My Lords, the noble Lord’s intervention was strong on adverbs and adjectives. I will give your Lordships a fact: 0.5%, or £10,000 million, whatever noble Lords say, is more than all 29 members of the OECD development committee contribute. Their average is 0.38%. I repeat that we are the second-highest donor in the G7 and will remain so.

Several countries have announced contributions to help replenish the Green Climate Fund to reach a total of £5.5 billion. The Minister has made it clear that climate change will play a big part in the G7. Presumably, a lot of agreements will get made around this table which can then be presented in Glasgow next year. How far has this particular fund got, taking into account that Covid has caused a lot of financial problems?
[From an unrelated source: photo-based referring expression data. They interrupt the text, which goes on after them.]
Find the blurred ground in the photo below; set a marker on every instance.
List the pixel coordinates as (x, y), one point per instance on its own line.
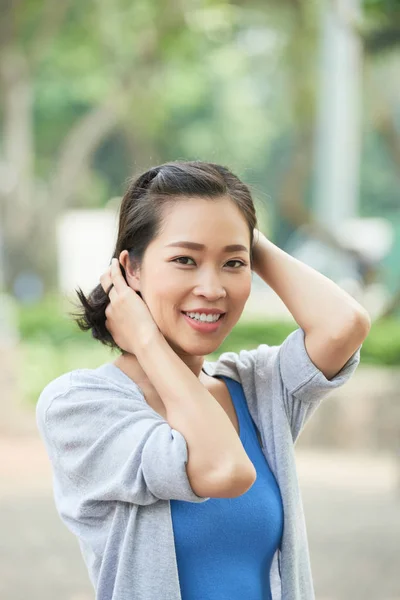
(352, 512)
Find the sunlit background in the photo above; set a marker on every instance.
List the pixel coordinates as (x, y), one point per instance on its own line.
(299, 98)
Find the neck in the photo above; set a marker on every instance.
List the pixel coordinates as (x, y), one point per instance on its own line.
(129, 364)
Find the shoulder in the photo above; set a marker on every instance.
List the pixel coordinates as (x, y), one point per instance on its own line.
(82, 385)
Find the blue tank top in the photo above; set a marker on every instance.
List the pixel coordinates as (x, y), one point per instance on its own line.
(225, 546)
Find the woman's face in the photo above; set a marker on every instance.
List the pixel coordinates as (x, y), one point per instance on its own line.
(207, 276)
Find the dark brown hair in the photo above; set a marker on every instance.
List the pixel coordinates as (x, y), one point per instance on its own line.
(140, 221)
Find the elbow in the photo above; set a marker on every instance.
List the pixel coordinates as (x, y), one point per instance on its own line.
(227, 484)
(358, 325)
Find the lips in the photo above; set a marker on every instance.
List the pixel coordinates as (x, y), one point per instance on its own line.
(203, 326)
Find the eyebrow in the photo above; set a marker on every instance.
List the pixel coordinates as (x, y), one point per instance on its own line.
(196, 246)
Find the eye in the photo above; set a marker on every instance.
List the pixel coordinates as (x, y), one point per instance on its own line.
(240, 263)
(183, 258)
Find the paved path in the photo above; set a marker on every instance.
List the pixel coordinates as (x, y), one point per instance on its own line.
(351, 504)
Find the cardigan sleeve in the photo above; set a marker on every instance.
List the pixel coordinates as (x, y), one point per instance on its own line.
(301, 377)
(106, 444)
(285, 376)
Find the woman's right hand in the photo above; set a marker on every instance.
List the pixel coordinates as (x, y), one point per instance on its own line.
(128, 318)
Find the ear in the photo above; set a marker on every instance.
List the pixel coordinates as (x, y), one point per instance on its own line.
(132, 274)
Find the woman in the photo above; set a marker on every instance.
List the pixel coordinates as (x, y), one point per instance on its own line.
(176, 474)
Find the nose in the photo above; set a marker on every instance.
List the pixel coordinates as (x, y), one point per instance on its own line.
(209, 286)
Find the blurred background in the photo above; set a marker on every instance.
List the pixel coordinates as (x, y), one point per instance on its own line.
(299, 98)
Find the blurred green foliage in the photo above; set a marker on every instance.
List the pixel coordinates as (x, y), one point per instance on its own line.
(52, 344)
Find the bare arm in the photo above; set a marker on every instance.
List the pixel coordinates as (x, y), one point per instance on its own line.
(218, 465)
(335, 324)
Is it going to meet that target?

My Lords, unfortunately, I was not able to catch every word of the noble Baroness’s question but certainly, as I have said, the commitment to helping the fight against Covid, such as through the COVAX initiative, will continue, and I can confirm that climate change will be one of the priorities, as I said in my opening Answer.

My Lords, does my noble friend agree that the G7 also has a responsibility to look at how it will respond to women and girls, post Covid, because the biggest impact has been on them? Will he please ensure that, as we hold the presidency, they will be at the forefront of access to finance for enterprise and education?

My Lords, my noble friend makes a profoundly important point. Again, within the constraints of not being able to anticipate announcements, I say that further details will come. What I can say to her is that, as she and I are both aware, girls’ education and training have always been a priority for the Prime Minister, and I am certain that he will drive that forward through the G7 discussions.